When analyzing the responsiveness of BM frequency to various levels of patient reported change, ES estimates for the perception of change item for both overall change and change from Week 12 were significantly different despite the low subject numbers interviewed after the Double-blind Treatment Period. The ES estimates (and the accompanying threshold of − 1.97 BMs) could be valuable when approximating meaningful change in BM frequency. When applying these thresholds to the clinical change results in the CDF curves, the trend towards greater reductions in BM frequency among the treatment patients indicate a higher percentage would exceed the anchor and distribution-based thresholds, although this would need to be confirmed as part of an efficacy analysis.

Current clinical outcome assessment research has demonstrated that it is possible to establish defensible responder thresholds, which support informed treatment decisions [22]. Some physicians interpret clinically meaningful change based on means: however, it is important to examine the distribution of response as in the CDF. The relevance of the CDF is reflected by its inclusion in product labeling [23]. Figure 4 shows that some responders achieved reductions in the range of 3 to 9 BMs/day on treatment, but not on placebo. These are results averaged over 12-weeks, corresponding to BM reductions during this time frame.

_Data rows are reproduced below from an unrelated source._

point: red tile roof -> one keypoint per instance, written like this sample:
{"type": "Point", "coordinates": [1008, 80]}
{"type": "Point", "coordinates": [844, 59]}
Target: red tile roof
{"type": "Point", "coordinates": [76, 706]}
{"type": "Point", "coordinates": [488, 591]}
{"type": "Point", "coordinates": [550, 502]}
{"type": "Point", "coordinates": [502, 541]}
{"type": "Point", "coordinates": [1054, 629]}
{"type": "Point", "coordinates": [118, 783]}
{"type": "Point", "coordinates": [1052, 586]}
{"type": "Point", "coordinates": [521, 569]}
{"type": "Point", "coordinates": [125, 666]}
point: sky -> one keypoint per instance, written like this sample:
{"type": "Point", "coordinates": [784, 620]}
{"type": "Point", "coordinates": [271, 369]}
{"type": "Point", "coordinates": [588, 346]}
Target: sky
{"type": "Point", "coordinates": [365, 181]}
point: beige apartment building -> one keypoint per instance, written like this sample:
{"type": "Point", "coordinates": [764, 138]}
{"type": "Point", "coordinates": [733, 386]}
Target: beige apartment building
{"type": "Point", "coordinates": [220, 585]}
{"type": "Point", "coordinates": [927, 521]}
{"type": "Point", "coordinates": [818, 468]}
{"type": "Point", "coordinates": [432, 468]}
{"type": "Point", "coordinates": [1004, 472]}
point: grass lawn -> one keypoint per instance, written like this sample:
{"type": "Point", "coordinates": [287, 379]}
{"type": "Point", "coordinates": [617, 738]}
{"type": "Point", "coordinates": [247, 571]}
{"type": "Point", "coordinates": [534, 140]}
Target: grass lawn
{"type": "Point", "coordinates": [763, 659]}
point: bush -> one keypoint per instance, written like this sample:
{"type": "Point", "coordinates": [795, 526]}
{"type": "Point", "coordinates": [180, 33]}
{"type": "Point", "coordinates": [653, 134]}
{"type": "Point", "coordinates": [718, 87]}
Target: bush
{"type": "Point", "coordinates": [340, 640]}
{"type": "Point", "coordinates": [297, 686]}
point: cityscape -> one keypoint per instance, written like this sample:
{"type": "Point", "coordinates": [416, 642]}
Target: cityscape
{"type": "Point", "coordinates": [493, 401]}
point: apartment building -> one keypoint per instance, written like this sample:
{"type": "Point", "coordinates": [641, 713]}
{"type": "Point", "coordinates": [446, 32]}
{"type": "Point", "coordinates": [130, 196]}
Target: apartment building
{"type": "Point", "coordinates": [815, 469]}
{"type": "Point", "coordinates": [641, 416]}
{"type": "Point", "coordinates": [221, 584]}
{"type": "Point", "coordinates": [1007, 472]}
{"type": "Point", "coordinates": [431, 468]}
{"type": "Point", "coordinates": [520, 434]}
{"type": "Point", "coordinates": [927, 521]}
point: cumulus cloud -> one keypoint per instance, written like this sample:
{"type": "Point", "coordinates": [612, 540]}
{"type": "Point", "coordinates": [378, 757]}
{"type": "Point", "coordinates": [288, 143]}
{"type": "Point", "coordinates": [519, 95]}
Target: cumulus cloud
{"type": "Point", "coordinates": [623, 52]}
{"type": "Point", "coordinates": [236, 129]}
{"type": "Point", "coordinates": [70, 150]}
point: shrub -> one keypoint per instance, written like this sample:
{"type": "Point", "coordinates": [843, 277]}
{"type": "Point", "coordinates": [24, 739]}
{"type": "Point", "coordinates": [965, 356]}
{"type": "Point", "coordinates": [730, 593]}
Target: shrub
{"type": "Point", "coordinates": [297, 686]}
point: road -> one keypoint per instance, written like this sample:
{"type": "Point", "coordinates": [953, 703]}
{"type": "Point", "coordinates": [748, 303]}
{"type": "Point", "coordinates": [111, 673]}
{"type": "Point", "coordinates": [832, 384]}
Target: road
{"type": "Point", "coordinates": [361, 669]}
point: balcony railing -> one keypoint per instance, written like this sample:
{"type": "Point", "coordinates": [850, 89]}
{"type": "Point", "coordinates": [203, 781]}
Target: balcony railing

A limitation is that a minimum change is difficult to identify. The mean BM frequency change in a responder group is not necessarily a minimum; it would be of interest to examine empiric density distributions to see which levels of BM frequency change distinguish between responders and non-responders.

Conclusions

Meaningful change derivation is critical for the interpretation of patient outcomes in the evaluation of treatment efficacy. Analyses identified a meaningful change in BM frequency which would coincide with improvement across each of the patient reported anchors (retrospective and prospective). More specifically, CS patients treated with telotristat ethyl experienced clinically meaningful reductions in BM frequency of ≥30% over 12 weeks.